Presenting: Click Here "Lapsus$"

Podcast Summary

• A law enforcement agency carried out an unexpected hack on Okta: Organizations must stay vigilant and adaptable to respond to evolving cyber threats, even from unconventional sources like law enforcement agencies.

  The cyber threat landscape is constantly evolving, and organizations must be prepared for new and unexpected challenges. In this episode, we heard about a unique hacking incident involving Okta, an identity management platform used by thousands of organizations. The hackers were not a sophisticated nation-state group or a ransomware gang, but an unpredictable and impulsive law enforcement agency. This presented a new kind of challenge for security teams, as there isn't a standard playbook for responding to such incidents. Okta's Regional Chief Security Officer, Brett Winterford, had to act quickly to assess the technical impact and communicate with customers. This incident serves as a reminder that organizations must stay vigilant and adaptable in the face of evolving cyber threats. Vanta, a sponsor of this podcast, offers a centralized platform to help organizations manage and scale their security programs and streamline compliance. As a bonus for Darknet Diaries listeners, Vanta is offering a 20% discount. Visit vanta.com/darknet20 to claim your discount.

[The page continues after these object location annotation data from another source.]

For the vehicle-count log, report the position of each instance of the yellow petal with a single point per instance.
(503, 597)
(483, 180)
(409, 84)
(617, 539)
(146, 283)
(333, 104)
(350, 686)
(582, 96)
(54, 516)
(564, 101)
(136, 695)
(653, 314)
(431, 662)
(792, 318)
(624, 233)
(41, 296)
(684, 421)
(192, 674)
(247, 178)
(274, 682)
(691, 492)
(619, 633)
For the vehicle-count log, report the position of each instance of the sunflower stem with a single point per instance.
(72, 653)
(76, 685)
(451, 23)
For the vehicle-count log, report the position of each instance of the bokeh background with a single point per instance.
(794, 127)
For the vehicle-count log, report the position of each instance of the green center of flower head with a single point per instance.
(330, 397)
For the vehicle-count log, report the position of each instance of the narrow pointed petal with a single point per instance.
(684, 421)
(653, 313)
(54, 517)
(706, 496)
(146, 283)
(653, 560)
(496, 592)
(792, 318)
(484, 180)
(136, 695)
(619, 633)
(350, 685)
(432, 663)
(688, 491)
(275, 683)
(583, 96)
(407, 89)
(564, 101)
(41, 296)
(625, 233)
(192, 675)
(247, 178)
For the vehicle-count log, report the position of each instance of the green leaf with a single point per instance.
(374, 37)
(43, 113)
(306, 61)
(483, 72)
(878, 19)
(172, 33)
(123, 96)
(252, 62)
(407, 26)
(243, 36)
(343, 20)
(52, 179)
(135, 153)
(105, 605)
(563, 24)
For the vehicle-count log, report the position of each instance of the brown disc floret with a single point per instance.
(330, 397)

• Lapsus Hacking Group: Teenagers with Reckless Hacking Tactics: Teen hackers, known as Lapsus, have been causing chaos by stealing company data and threatening to leak it unless a ransom is paid. Their tactics include various methods to gain access and disinformation campaigns, making it crucial for organizations to stay informed and adapt their security strategies.

  The hacking group Lapsus, responsible for numerous high-profile cyberattacks, is made up of teenagers exhibiting an adolescent strategy of reckless hacking for notoriety. This group, which gained notoriety in December 2021, has been stealing company data and threatening to leak it unless a ransom in Bitcoin is paid. They have targeted various industries, including healthcare and technology, and have been particularly interested in obtaining source code. The Okta breach, which was initially reported to be more severe than it actually was, involved the compromise of two Okta accounts, but no significant damage was done. The group's tactics, which include trying various methods to gain access and causing disinformation campaigns, present a significant challenge for companies looking to protect themselves. It is essential for organizations to stay informed about emerging threats and adapt their security strategies accordingly.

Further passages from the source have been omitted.